The new farm bill would provide $25 million for renewable fuels research coordinated by South Dakota State University. It also includes incentives for farmers to grow crops dedicated to cellulosic ethanol production. The bill, passed by both houses of Congress, still needs approval from a joint conference committee and President Bush. Bush signed the energy bill this month.

Barker said the Belle Fourche plant has the necessary state and local permits. Cost of constructing the plant's first phase is estimated at $112 million. When finished, the project will total about $222 million, he said.

The plant will employ about 40 workers for its first phase, Barker said. More jobs will be created to support the plant, he said.

Barker already is looking ahead to moving to cellulosic ethanol production.

"We're poised very well in the Black Hills for the cellulosic given the local logging operations," Barker said.

KL Process Design Group says it already has the technology for cellulosic ethanol. Its Upton plant has been making alcohol from wood waste since August, Kramer said.

"Everybody was talking about cellulosic ethanol being five years down the road. It's not," he said. "There's tweaking to do, but we're there."

Kramer said the Upton plant is the first wood-waste ethanol plant in the country.

The company has about 55 employees in Rapid City, Upton, Sioux Falls, Rochester, N.Y., and Colorado Springs, Colo. Its affiliate, Western Biomass Energy, employs about 50 people at its Sutherland, Neb., ethanol plant and about 40 at its Rosholt plant in northeast South Dakota. The Upton plant has about a dozen workers.

Kramer and his partner, engineer Dave Litzen, coordinated their cellulosic research with help from South Dakota School of Mines & Technology.

They haven't produced enough alcohol for a truckload yet, Litzen said. "We're working toward it in a very meticulous way."

The plant grinds up wood chips, sawdust and logging refuse, called slash, into ethanol fuel.

When fully operational, it will produce about 1.5 million gallons of ethanol per year. That's smaller than conventional corn-to-ethanol plants, but that's part of the beauty of it, Kramer and Litzen say.

"In our business model, you could build a much smaller plant that makes 5 to 10 million gallons a year and locate those closer to heavily populated areas, where you've got the feedstocks from paper mills or a landfill that has yard waste," Kramer said.

Wood-waste ethanol plants in the Rocky Mountain west can help transform fuel for forest fires into fuel for American vehicles, they say.

Kramer and Litzen say their technology can process switchgrass into ethanol, but their business plan is based on using wood waste.

The first alcohol that comes from the Upton plant will be blended with diesel for use in Rapid City School District buses, Kramer said.

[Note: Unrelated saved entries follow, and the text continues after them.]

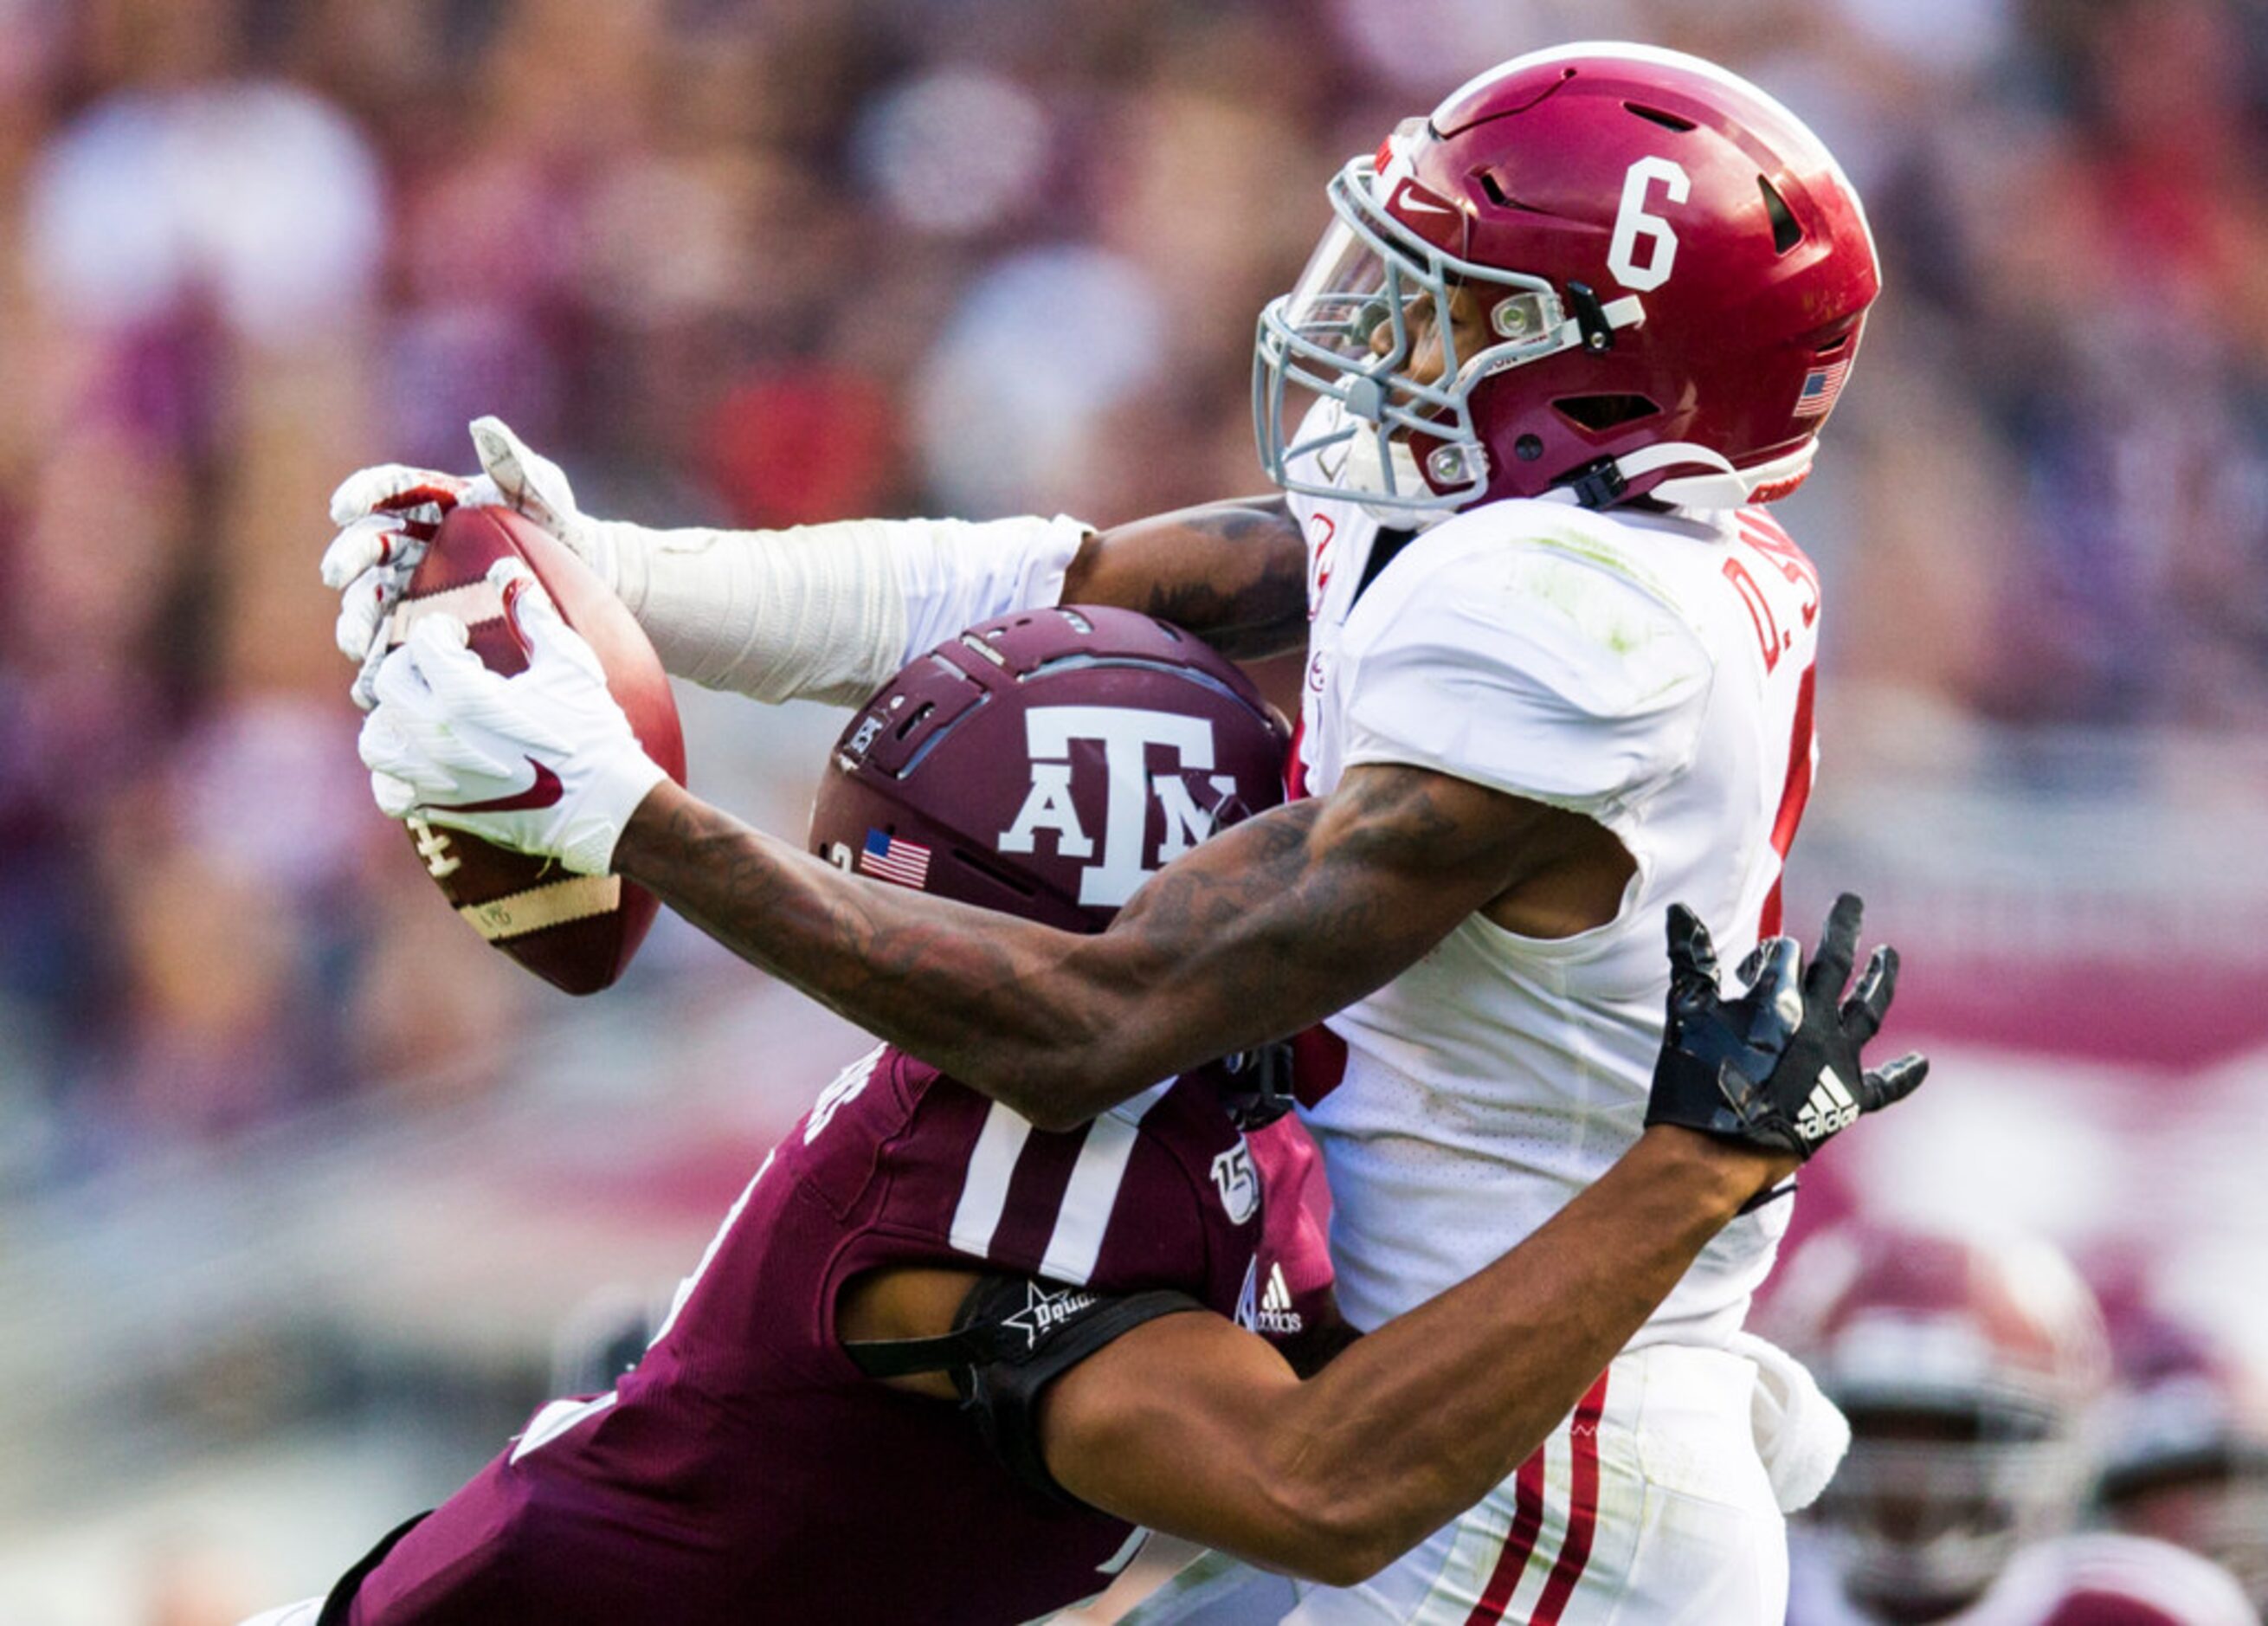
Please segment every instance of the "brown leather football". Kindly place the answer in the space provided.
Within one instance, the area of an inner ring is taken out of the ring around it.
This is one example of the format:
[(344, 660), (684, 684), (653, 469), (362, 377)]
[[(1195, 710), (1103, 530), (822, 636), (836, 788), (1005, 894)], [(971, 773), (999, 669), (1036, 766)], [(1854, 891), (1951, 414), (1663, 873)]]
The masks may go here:
[[(685, 736), (661, 659), (622, 600), (583, 561), (509, 508), (456, 508), (441, 521), (387, 632), (400, 644), (425, 616), (446, 611), (472, 633), (472, 651), (492, 672), (525, 671), (527, 659), (505, 625), (489, 566), (517, 553), (551, 595), (567, 625), (590, 641), (607, 691), (629, 713), (646, 755), (685, 782)], [(549, 860), (505, 851), (423, 819), (409, 821), (426, 874), (466, 923), (496, 947), (570, 994), (595, 994), (622, 974), (659, 907), (620, 876), (579, 876)]]

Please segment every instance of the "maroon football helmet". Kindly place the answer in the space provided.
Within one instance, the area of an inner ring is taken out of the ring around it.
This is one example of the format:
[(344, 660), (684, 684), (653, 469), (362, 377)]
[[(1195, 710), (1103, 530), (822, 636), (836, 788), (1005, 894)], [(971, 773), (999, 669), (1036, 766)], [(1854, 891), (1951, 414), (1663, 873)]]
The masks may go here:
[(1851, 1421), (1815, 1517), (1870, 1612), (1949, 1615), (2076, 1517), (2110, 1356), (2094, 1295), (2054, 1248), (1849, 1225), (1797, 1254), (1774, 1310)]
[[(1492, 69), (1329, 195), (1261, 316), (1261, 457), (1287, 490), (1386, 508), (1769, 501), (1809, 471), (1881, 281), (1818, 137), (1647, 46)], [(1319, 397), (1296, 428), (1287, 386)]]
[(1158, 868), (1283, 799), (1282, 721), (1178, 627), (1024, 610), (948, 639), (836, 742), (812, 850), (854, 874), (1100, 931)]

They plan to use a byproduct fiber called lignin, left over after the cellulosic process, to fuel the boiler at their Upton plant. Corn ethanol plants typically burn natural gas or coal to produce the alcohol, Kramer said.

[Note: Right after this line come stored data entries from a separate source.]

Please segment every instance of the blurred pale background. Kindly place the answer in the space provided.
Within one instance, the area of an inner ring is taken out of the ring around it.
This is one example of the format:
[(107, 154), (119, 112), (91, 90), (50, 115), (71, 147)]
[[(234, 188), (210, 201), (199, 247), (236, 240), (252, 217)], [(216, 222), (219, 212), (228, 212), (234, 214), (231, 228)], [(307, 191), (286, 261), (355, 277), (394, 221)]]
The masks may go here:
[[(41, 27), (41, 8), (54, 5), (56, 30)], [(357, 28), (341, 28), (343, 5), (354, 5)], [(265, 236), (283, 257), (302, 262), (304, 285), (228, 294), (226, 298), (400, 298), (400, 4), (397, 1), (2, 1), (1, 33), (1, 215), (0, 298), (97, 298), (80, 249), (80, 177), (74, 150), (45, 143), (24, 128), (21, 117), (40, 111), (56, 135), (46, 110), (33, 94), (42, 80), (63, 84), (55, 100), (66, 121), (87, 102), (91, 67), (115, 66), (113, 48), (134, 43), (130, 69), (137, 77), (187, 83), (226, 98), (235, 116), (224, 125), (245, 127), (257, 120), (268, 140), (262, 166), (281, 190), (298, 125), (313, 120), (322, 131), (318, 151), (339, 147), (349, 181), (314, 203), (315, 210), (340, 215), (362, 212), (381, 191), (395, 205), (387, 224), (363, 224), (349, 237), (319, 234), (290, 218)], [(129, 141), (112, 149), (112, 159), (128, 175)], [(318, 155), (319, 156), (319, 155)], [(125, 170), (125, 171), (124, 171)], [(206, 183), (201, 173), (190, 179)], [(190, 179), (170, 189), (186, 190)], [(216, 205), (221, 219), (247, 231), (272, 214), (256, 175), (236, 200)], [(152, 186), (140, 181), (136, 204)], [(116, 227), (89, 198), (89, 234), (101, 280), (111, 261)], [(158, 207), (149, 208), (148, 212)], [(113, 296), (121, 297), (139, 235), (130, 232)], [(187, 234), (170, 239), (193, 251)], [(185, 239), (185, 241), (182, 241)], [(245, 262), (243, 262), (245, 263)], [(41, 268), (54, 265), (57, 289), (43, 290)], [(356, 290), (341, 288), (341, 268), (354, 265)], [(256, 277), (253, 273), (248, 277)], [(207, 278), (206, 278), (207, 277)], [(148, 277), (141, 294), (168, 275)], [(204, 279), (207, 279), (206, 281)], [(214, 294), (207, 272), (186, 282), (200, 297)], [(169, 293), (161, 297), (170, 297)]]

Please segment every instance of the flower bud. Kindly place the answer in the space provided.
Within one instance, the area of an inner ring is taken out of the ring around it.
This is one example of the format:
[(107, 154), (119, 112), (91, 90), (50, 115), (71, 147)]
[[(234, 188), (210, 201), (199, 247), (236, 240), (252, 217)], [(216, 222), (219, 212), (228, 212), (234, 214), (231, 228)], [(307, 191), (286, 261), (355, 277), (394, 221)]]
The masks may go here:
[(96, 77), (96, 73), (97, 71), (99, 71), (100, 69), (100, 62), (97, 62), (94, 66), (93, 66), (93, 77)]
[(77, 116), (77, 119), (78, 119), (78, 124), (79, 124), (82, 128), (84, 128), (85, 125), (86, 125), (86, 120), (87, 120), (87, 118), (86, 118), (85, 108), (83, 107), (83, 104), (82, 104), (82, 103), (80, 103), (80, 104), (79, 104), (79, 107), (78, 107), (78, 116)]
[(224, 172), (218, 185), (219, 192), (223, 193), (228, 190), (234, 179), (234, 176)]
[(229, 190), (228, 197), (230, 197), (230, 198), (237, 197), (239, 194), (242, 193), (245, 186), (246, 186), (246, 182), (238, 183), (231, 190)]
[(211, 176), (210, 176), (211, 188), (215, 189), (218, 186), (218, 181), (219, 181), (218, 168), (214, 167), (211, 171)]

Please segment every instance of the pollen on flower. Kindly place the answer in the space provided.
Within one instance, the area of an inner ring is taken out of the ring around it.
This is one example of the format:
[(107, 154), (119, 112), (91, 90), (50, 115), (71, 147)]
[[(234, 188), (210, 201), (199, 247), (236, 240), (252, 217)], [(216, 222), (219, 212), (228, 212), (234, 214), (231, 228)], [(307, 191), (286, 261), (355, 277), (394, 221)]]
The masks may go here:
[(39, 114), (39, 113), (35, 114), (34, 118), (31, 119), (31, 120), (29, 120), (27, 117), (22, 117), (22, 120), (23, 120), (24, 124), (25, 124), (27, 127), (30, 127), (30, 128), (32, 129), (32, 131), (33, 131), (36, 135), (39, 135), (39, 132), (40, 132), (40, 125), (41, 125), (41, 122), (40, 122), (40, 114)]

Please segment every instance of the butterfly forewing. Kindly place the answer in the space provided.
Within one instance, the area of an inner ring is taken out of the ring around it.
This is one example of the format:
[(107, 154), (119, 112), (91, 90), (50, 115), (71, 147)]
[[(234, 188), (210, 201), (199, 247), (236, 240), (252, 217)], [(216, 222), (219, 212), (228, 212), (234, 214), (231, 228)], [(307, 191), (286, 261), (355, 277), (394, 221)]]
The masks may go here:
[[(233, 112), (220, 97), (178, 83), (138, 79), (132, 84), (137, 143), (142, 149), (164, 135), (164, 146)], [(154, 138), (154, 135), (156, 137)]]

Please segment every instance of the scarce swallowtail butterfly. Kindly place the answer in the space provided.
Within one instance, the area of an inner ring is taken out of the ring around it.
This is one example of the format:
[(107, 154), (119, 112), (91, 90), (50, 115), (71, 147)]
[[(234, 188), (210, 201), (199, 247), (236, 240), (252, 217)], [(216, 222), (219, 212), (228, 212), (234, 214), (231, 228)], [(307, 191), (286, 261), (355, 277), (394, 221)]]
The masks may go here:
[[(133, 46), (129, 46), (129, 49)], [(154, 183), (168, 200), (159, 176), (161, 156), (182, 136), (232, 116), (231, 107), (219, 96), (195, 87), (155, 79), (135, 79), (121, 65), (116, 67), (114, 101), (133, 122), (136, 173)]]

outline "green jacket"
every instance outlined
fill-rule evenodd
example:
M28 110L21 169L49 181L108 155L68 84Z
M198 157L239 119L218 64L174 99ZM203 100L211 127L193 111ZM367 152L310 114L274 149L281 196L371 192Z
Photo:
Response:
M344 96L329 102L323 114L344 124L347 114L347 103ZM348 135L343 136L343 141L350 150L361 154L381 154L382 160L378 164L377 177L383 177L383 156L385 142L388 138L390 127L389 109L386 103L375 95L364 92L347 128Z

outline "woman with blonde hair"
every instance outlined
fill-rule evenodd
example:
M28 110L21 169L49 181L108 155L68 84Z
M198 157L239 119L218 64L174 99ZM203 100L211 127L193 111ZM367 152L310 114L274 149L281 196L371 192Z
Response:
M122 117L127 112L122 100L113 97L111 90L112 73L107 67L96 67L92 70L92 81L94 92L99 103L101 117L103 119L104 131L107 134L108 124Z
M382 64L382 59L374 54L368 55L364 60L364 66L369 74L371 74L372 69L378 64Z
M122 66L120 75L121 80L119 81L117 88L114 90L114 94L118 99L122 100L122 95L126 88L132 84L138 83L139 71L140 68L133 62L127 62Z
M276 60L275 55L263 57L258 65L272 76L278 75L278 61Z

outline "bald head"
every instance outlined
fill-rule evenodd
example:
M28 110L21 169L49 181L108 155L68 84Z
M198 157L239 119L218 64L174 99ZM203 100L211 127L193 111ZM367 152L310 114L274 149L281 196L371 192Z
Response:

Kramer said the energy bill will only add to their drive.

"It's almost like the beginning of the last century, when the government came to the aid of the oil industry," he said. "The general consensus is they're going to do the same thing for renewable energy."

He said the bill's goal of 21 billion gallons of cellulosic ethanol in the year 2012 is realistic.

KL Process is looking at other sites for wood ethanol plants in the Black Hills and Colorado. "The phone's been ringing off the hook ever since the energy bill passed," Kramer said. People have been calling from all around the U.S., Canada and Europe, he said. "Everybody is betting on the next generation of ethanol, and we're going to be busy."